The dark side of college recruiting

If this seems like a pretty heavy process, that’s because it is. You’ll have to interview a lot of candidates to hire a few, and that takes time. Even limiting yourself to juniors and graduating seniors will require a significant time commitment – expanding to sophomores and/or freshmen will dramatically increase the pain. And make no mistake, this will be a major time commitment that cuts across your HR and engineering organizations. You’ll need to contact the schools, order swag, schedule and attend the various events, gather the resumes, input the resumes into your tracking system, follow up on each candidate, schedule phone screens and onsite interviews, perform the interviews, input interview feedback into your tracking system, hold feedback sessions, let candidates know that they’re being rejected, generate and communicate offers, keep in touch with the candidates, help interns and new hires find housing and apply for visas, etc. etc.

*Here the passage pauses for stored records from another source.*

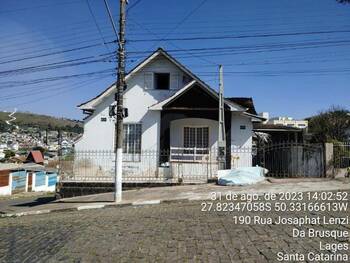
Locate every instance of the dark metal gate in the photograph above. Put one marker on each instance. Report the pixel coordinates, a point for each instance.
(292, 159)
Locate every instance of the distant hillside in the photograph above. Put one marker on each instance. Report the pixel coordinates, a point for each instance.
(43, 122)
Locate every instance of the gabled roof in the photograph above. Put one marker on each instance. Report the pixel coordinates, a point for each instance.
(35, 156)
(159, 106)
(90, 104)
(275, 127)
(245, 103)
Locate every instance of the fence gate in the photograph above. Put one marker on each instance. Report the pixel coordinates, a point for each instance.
(341, 155)
(292, 159)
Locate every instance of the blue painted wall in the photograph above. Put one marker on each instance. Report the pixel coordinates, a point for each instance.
(19, 180)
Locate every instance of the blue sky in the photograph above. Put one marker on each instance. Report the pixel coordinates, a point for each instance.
(297, 74)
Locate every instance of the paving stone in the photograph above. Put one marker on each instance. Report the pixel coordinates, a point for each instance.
(169, 232)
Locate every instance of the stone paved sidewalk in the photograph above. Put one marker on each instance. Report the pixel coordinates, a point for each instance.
(170, 193)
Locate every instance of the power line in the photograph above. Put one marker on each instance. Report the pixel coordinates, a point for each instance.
(38, 6)
(242, 36)
(55, 53)
(10, 84)
(57, 65)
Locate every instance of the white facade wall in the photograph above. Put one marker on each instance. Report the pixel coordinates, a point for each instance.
(177, 130)
(241, 141)
(138, 97)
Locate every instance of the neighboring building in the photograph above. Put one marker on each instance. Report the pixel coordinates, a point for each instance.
(170, 109)
(278, 133)
(289, 122)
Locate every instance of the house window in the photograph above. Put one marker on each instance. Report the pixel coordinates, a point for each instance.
(161, 81)
(132, 138)
(196, 137)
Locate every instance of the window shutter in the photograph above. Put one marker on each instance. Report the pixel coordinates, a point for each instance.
(148, 80)
(174, 81)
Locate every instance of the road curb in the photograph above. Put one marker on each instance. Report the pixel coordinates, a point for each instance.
(93, 207)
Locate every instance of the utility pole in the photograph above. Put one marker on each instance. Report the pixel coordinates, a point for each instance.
(119, 101)
(222, 135)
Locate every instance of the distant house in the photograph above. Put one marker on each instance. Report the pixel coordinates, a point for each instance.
(35, 157)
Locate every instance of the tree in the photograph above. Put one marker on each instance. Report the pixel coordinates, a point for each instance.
(330, 125)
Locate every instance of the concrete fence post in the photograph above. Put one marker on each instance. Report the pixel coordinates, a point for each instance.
(329, 160)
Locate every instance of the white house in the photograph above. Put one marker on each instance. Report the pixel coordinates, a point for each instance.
(172, 114)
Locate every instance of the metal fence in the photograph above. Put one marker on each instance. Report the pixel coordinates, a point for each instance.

You need to go into college recruiting with the mindset that it’s a major task that will take up a lot of time for all involved. There have been months where I’ve done between 20 and 25 interviews per week, and the fall recruiting season goes from mid-September through Thanksgiving. Planning and scheduling can be done by HR, but you need engineers to do the tech talks, go to career fairs, and do the interviews. Interviews can be grinding, soul-deadening affairs – engineers typically would prefer not to sit in a room and watch someone else write code, poorly. Allocate your engineering resources carefully, and watch for burnout.

Managing expectations

With all this, you still need a compelling product (i.e., company, product, technology stack, compensation, opportunity). Even if you have an exciting position working on cutting edge technologies, a competitive offer and a great corporate culture, you’re still going to lose students to hot startups, respected goliaths, and completely random companies that have some characteristic you just can’t beat (like being in a candidate’s hometown, or being near a significant other). It’s much worse, of course, if your offer isn’t competitive, or your company is boring, or you aren’t working with interesting technologies. Keep a reasonable set of expectations, and remember that you’re playing the long game.

Go forth and multiply

And there you have it. Let me know how things go. Good luck!